Better safe than sorry. I wouldn't let a desire to turn away get me killed.

But it wasn't as if alternatives abounded. My own house was gone, and the house Ned had just hired me to work on wasn't in a much better state. Jean had been the only member of the family who could stand me, and now she was gone, too. And I'd never really made any friends of my own up here. I took in a choking gulp of air as the fact of my aloneness descended, as deep as the cold that encased this part of the world, seeming permanent by now, as if spring would never come again.

There weren't other motels, not anywhere nearby. And you couldn't exactly check into one of Wedeskyull's quaint inns at this hour.

The temperature precluded trying to last out the aborted remainder of the night in my car. I'd be dead by morning.

And then a possible place occurred to me.

Ned had never given up his cabin on Squall Lake. He'd been going to occupy it himself after the first fire. If it wasn't still rented, then I might just be able to hunker down there for a night. Decide tomorrow what to do.

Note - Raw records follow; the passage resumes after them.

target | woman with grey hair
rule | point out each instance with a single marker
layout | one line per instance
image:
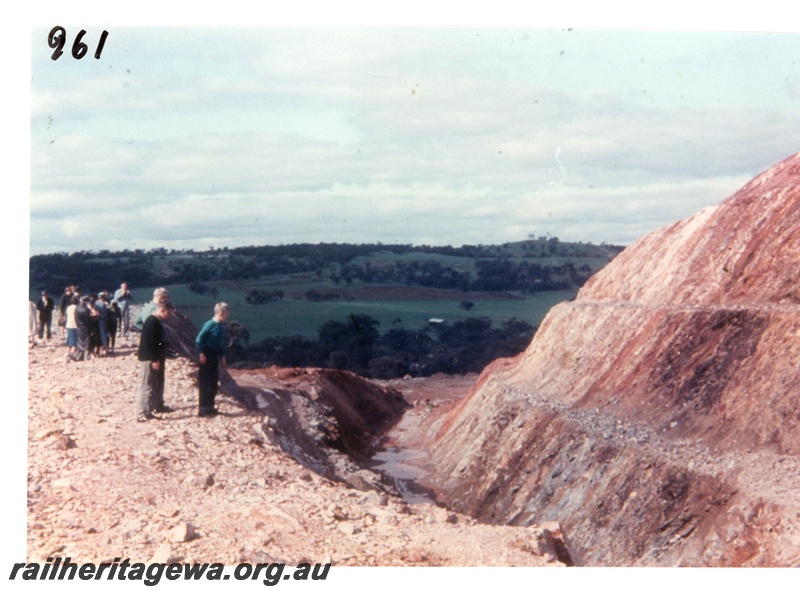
(211, 347)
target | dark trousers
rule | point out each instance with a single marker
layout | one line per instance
(44, 323)
(208, 380)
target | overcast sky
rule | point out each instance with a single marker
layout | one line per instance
(192, 137)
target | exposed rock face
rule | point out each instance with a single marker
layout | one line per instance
(656, 416)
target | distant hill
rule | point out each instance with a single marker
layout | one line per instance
(527, 266)
(378, 310)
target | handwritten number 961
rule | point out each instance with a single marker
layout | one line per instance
(57, 38)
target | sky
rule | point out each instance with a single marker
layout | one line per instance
(466, 133)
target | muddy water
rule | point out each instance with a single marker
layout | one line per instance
(398, 465)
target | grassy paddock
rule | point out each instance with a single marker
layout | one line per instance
(302, 317)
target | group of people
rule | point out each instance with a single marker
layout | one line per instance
(152, 355)
(90, 324)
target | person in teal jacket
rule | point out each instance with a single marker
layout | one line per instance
(211, 347)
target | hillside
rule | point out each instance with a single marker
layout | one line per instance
(656, 416)
(232, 489)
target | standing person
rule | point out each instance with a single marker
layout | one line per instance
(152, 358)
(45, 306)
(211, 346)
(63, 303)
(83, 320)
(71, 326)
(101, 308)
(113, 314)
(123, 297)
(159, 295)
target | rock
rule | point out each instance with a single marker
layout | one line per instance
(183, 532)
(687, 338)
(163, 554)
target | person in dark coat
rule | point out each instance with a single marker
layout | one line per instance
(83, 320)
(45, 306)
(152, 356)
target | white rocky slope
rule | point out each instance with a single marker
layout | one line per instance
(187, 489)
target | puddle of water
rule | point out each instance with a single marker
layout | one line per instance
(396, 463)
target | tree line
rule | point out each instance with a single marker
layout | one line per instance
(491, 265)
(357, 345)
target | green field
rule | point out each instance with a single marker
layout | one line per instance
(302, 317)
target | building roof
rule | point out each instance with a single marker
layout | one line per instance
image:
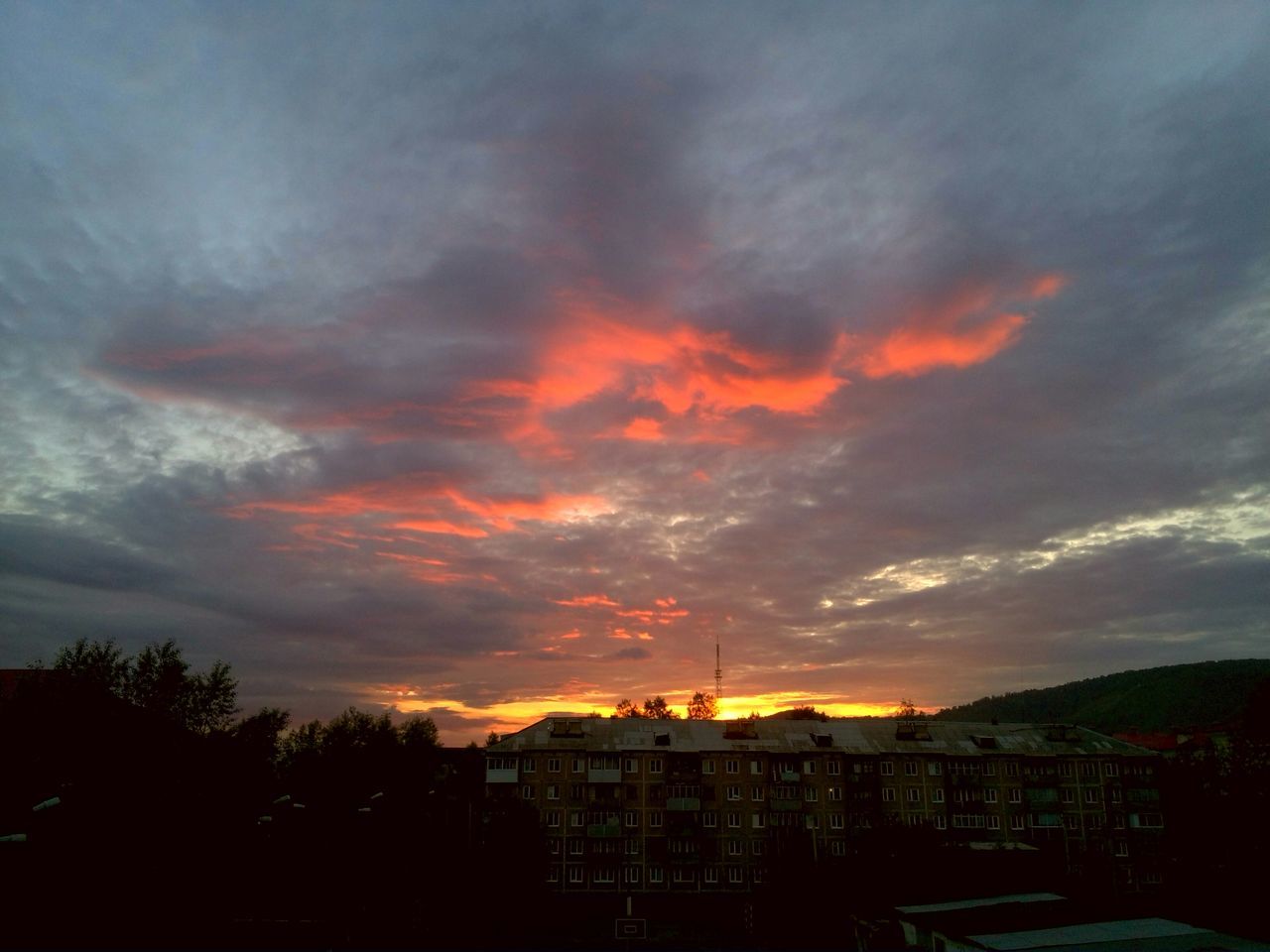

I hadn't been to the cabin before, but Ned had mentioned its location, and it was easy enough to find. The road had been kept clear by a private service used by vacation residents and owners of rental units. No vehicle sat in the drive, and the cabin was lightless. Its door was locked, but a window opened without difficulty, and I hoisted myself up and crawled through.

It was almost as cold inside as out. The rough wood walls gave off vapor, and I stared longingly at the logs crisscrossed by the stove. But I was wary of revealing my location even by as unlikely a hint as smoke curling up from a distant chimney.

I realized I was starving, and entered the kitchen. The last renters had left it in pretty good shape, except for a few cabinet doors hanging loose on their hinges. But those cabinets contained tins of ready-to-eat food, and I gobbled their contents gratefully.

A closet held blankets, and once I got settled beneath them, with the food in my belly, I didn't even feel all that cold.

I fell asleep.

I awoke with a stunned sort of sense of well-being. Aunt Jean was dead, and Ned had gone missing. I had no home and no belongings. And no one to turn to for help with any of it. But I had eaten, and I'd slept.

And I had figured out what to do next.

A gap in the blankets exposed me, and frigid air bit my neck and arms.

My tools were lost, but I was fairly sure, given the well-stocked nature of this cabin, Ned would have a screwdriver somewhere. Trusting that he would be back one day to see, I straightened every one of those sagging cabinet doors.